Berapa Biaya yang Hilang Setiap Kali Perusahaan Salah Rekrut Orang? Belajar dari Cara Bahlil Lahadalia Menahan Diri Sebelum Memutuskan
Menteri ESDM Bahlil Lahadalia memilih menahan angka, menekankan selektivitas, dan menaruh kepentingan rakyat sebagai jangkar sebelum melanjutkan fase kedua impor minyak mentah Rusia. Logika kepemimpinan itu ternyata sangat relevan dengan keputusan yang jauh lebih dekat: memilih orang untuk mengisi satu kursi di perusahaan Anda.

Angka Belum Disebut, Arah Sudah Jelas
TEMPO.CO melaporkan bahwa Menteri Energi dan Sumber Daya Mineral, Bahlil Lahadalia, menyatakan impor minyak mentah dari Rusia masih berjalan dan pemerintah tengah menyiapkan fase kedua. Transaksi berlangsung dalam kerangka government-to-government, lalu dijalankan secara government-to-business. Lembaga layanan publik Lemigas menjadi pihak yang menandatangani kontrak, sementara pengolahan dan penyulingan dikerjakan lewat kemitraan dengan Pertamina. Pada fase pertama, 770.000 barel minyak mentah Rusia tiba di Balikpapan pada 29 Juni 2026. Seluruh proses berada di bawah payung Peraturan Presiden No. 26 Tahun 2026 dan Keputusan Menteri No. 224.K/MG.03/MEM.M/2026, yang juga mengatur jaminan penyerapan serta distribusi domestik oleh Pertamina dan Pertamina Patra Niaga.

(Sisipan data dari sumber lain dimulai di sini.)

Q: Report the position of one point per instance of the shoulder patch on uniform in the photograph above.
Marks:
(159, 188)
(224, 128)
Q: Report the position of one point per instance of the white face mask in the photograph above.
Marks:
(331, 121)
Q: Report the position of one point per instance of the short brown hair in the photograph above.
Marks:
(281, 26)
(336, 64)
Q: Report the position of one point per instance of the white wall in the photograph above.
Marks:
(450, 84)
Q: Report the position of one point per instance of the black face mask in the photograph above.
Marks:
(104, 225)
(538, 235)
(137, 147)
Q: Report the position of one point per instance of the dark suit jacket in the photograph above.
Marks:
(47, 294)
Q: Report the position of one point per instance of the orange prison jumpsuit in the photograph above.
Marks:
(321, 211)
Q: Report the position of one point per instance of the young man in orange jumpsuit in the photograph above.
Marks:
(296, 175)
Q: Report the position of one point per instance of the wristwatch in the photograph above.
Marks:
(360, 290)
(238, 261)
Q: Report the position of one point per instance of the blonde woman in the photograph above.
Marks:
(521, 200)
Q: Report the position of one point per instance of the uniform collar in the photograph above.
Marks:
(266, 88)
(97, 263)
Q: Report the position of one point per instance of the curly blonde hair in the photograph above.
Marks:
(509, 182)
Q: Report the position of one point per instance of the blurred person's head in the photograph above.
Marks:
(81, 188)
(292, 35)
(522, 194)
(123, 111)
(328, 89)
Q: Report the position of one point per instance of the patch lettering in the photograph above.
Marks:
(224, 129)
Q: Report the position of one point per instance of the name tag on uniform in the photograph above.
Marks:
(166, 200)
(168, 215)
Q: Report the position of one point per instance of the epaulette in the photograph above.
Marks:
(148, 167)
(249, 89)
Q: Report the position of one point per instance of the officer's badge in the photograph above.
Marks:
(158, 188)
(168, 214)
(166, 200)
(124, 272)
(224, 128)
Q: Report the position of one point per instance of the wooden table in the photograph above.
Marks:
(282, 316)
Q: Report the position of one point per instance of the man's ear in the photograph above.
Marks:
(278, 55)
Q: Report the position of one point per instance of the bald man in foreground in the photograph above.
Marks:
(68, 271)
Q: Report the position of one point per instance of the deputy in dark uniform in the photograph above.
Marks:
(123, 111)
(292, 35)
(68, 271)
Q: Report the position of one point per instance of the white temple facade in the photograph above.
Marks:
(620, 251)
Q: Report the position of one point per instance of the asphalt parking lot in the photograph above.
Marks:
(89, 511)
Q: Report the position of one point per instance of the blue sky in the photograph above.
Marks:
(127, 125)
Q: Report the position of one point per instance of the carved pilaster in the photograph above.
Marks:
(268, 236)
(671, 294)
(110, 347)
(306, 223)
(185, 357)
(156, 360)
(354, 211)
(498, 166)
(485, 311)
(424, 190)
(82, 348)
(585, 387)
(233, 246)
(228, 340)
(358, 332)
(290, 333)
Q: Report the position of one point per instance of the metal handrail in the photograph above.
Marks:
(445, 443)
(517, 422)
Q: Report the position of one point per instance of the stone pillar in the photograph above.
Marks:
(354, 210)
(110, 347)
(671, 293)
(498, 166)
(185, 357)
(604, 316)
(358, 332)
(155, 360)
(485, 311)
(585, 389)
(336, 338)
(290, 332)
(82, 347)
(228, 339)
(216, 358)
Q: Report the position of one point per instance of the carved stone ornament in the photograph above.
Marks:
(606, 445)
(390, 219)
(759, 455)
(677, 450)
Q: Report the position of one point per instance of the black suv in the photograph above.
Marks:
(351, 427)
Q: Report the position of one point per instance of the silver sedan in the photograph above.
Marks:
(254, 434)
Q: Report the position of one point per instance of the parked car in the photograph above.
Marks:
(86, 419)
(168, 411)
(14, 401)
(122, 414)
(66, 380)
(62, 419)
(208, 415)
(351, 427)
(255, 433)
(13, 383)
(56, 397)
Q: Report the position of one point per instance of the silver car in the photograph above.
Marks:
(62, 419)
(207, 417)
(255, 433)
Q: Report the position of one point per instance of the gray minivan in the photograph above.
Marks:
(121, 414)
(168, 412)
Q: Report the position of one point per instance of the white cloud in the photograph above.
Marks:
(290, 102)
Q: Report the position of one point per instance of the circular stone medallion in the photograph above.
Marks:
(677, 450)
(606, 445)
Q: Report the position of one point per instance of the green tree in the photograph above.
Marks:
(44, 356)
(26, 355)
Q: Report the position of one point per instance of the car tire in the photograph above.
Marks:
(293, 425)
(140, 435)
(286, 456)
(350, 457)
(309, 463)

Selektif Bukan Berarti Ragu
Yang paling menarik dari pernyataannya bukan angka, melainkan cara ia berbicara. Bahlil sama sekali belum menyebut volume minyak yang akan diimpor pada fase kedua. Ia justru menekankan bahwa pemerintah harus mengevaluasi skala dan prioritas, bahwa setiap pilihan wajib mengikuti standar regulasi, dan bahwa keputusan harus tetap masuk akal secara ekonomi. Ia menutup dengan satu kalimat yang berfungsi sebagai jangkar: kepentingan rakyat di atas segalanya, karena kedaulatan nasional harus bebas dari intervensi asing sesuai doktrin politik luar negeri bebas aktif. Ia tidak memulai dari jumlah. Ia memulai dari prinsip.
Pemimpin yang Bisa Menahan Diri Biasanya Lebih Murah Biayanya
Dalam psikologi kepemimpinan, kemampuan menunda pengumuman adalah bentuk kontrol diri yang mahal. Pemimpin yang buru-buru biasanya digerakkan kebutuhan akan panggung: cepat mengumumkan, cepat mengklaim, cepat terlihat berhasil. Yang sering terjadi kemudian adalah komitmen yang telanjur diucapkan sebelum data lengkap, sehingga organisasi terpaksa bekerja untuk membenarkan keputusan, bukan untuk memperbaiki keputusan. Sebaliknya, pemimpin yang menahan diri sebentar untuk mengukur ulang kriteria cenderung menghasilkan keputusan yang lebih tahan uji. Menahan diri bukan tanda lemah. Itu tanda bahwa ia memikirkan konsekuensi jangka panjang, bukan sorotan jangka pendek.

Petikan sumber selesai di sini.